6. Then there was a contention raised by the appellants that as the 14th defendant was impleaded as the receiver of the estate of a person, Basava Reddi, who owned one half of the equity of redemption in items 1 to 8 and was sued without the plaintiffs' obtaining the permission of the District Court which had appointed him receiver in a litigation involving the rights of the representatives of Basava Reddi, the suit so far as that half share was concerned should have been dismissed. In Ammukutty v. Manavikramun I.L.R.(1920) Mad. 793 this Bench held that while such sanction was necessary for the maintainability of the suit, the failure to obtain the sanction can be effectively cured by the plaintiffs obtaining the sanction during the course of the litigation and that the necessity to obtain the sanction was imposed by the common law merely to enforce due respect towards Courts of justice and that the omission does not affect the jurisdiction of the Courts. It appears from High on Receivers paragraph 261 that a receiver might waive his right to put forward such a plea and that he might by his conduct be estopped from raising such a plea in certain circumstances.
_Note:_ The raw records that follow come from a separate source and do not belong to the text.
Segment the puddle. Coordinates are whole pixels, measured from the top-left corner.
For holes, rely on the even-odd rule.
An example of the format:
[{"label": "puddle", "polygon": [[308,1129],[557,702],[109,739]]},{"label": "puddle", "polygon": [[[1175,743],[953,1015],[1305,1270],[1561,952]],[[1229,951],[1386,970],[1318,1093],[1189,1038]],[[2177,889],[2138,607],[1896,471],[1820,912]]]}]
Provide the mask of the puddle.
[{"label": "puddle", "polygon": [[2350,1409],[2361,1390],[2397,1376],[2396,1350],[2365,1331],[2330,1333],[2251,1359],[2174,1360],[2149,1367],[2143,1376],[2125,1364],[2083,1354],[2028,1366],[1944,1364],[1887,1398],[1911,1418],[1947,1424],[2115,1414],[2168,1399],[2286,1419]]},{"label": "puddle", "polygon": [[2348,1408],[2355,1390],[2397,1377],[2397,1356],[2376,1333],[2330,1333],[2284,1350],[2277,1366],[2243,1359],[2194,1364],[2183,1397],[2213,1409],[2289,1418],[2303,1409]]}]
The receiver has now been substituted by the heirs of Basava Reddi himself and I think that the objection to want of sanction is no longer available as against the plaintiff, the receiver having ceased to be on the record.
7. Then the lower court thought that the plaintiff could not sue for sale of items 1 to 8 subject to the prior usufructuary mortgage in plaintiffs' own favour. It gives no reason for its view. If plaintiffs are entitled to get a decree for sale of items 1 to 8, they are entitled to have them sold subject to their prior usufructuary mortgages--see Subramania v. Balasubramania 29 M.L.J. 195 (F.B.).
8. There were one or two other difficult questions argued; but I shall not deal with them.
9. The parties will bear their respective costs in the lower court and that the appellants will get their costs from the plaintiffs in this appeal. The Memorandum of objections is dismissed. There will be no costs therein.
10. I agree with my learned brother on all points but I desire to express my opinion only on the point of limitation as we are reversing the lower court's decree on that point. As the date of payment is not expressly mentioned in Ex. A it must be assumed that the amount secured by the mortgage was payable on the date of the execution of the document, that is, on 19th January 1886. The wording of this document implies an expectation on the part of the executants that the mortgagors or the mortgagees would redeem the prior mortgagee Srinadhu Appadu at an early date. At the same time I do not think that it was intended by the parties that the mortgagors should have the power to postpone their liability to pay their debt to the mortgagee plaintiffs by means of their own action in delaying to pay off Srinadhu Appadu's debt. If there had been a real intention to extend the period of limitation beyond the statutory period of 12 years I should expect to find an expression in apt words of the terms of the agreement relating to the date of repayment) and it would not have been left to be inferred from the words used to describe the items composing the second part of the security for the loan.
11. The Appeal must be allowed and the suit dismissed with costs in this Court.